第四十五話〈訓練最中〉
「兄さん」
そわそわと、永犬丸士織が前髪を弄る。
その姿を見て、即座に永犬丸統志郎は理解した。
「我が友かい?」
そう聞くと、永犬丸士織はほのかに頬を赤らめた。
永犬丸士織は永犬丸統志郎の言葉に頷いた。
「うん」
「先輩は、今」
「どうしてるの?」
永犬丸統志郎は歩きながら、グラウンドの方へと指を差す。
「我が友ならば」
「訓練中だよ」
訓練。
八峡義弥が鍛えている。
あの憧れの先輩が、すぐそこに居る。
流行る気持ちを抑え切れず、永犬丸士織は足早くグラウンドへと向かい出す。
グラウンドから声が聞こえてくる。
大勢ではない、が、必死になって声を荒げている。
永犬丸士織は、その声が八峡義弥のものであると分かった。
久しぶりの声だ。

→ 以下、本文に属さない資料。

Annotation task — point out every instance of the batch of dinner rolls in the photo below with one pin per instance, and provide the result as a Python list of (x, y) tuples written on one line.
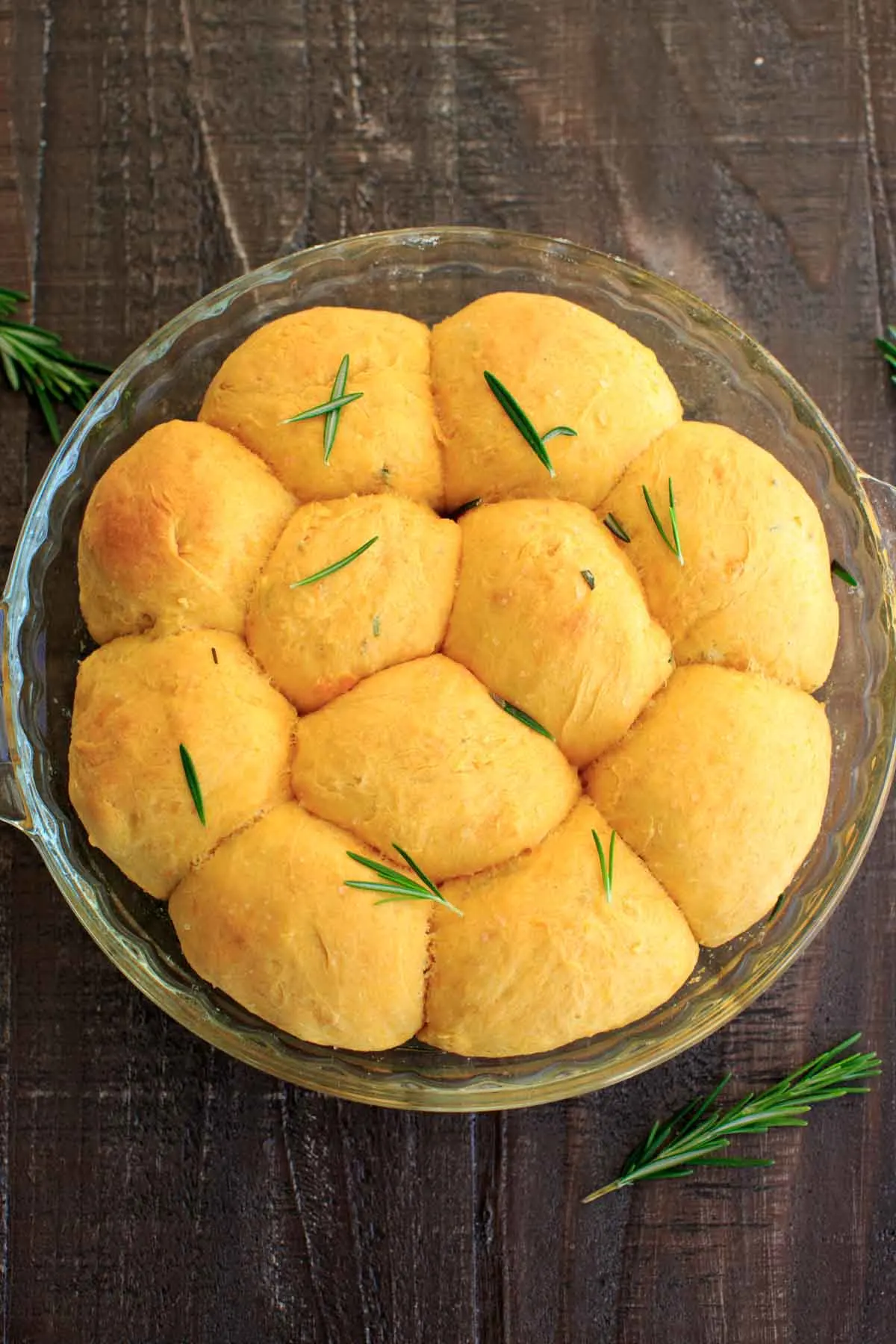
[(449, 683)]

嬉しそうな気持ちを持って、グラウンドへと近づき。
そして、永犬丸士織は………嘔吐物を撒き散らす八峡義弥の姿を見た。
「ぐぼぁッ……がはッ!」
すぐ傍には、ウェーブの掛かった長い髪を持つ女性が立っている。
「…………大丈夫?義弥」
その姿は三年生の辺留馨だった。
八峡義弥の腹部に蹴りでも入れたのだろう。
蹲って倒れる八峡義弥を心配しながら、手に握る訓練用の木刀を構えている。
「……八峡ッ」
「早く立てッ」
「相手は止まらないぞッ」
「……辺留、そのまま続けろ」
そう言いだすのは12月に就職したばかりの教師。
金髪の頭に眼鏡。
体調が悪いのか頬骨が浮き出ている。
「………分かりました、先生」
生家出流の言葉に辺留馨は頷いた。
「ちょ、まッ」
辺留馨が八峡義弥の頭部に向けて木刀を振り下ろす。
八峡義弥は寸での所でその木刀を回避、転がりながら立ち上がる。
「は、はッ、かはッ」
口の中に感じる酸の味に咽ながら、涙目になりつつも八峡義弥は構えた。
(……しまったな)
(心象を悪くしてしまったかな?)
八峡義弥がやられている姿を永犬丸士織に見せてしまった事を後悔する。
すぐ隣に居る、永犬丸士織の方に視線を移す。
「………あぁ、流石先輩です」
「確実に絶対絶命だった瞬間である筈なのに即座に態勢を整えて相手の攻撃を回避しつつ、再び臨戦状態にさせるなど、並の人間ならばあの一撃で終了だったでしょう、先輩で無ければあの攻撃を回避する事は至難の筈、回避からの構えは中々出来る事ではありません」
惚れ惚れとする様に饒舌に語り出す永犬丸。
それを見て永犬丸統志郎は早計だったと思った。
(我が妹はすっかり)
(我が友に夢中な様子だ)
(兄ながら、嬉しく思う反面)
(兄離れしたかと思うと)
(少し寂しいね)
そう永犬丸統志郎は、永犬丸士織に対して思うのだった。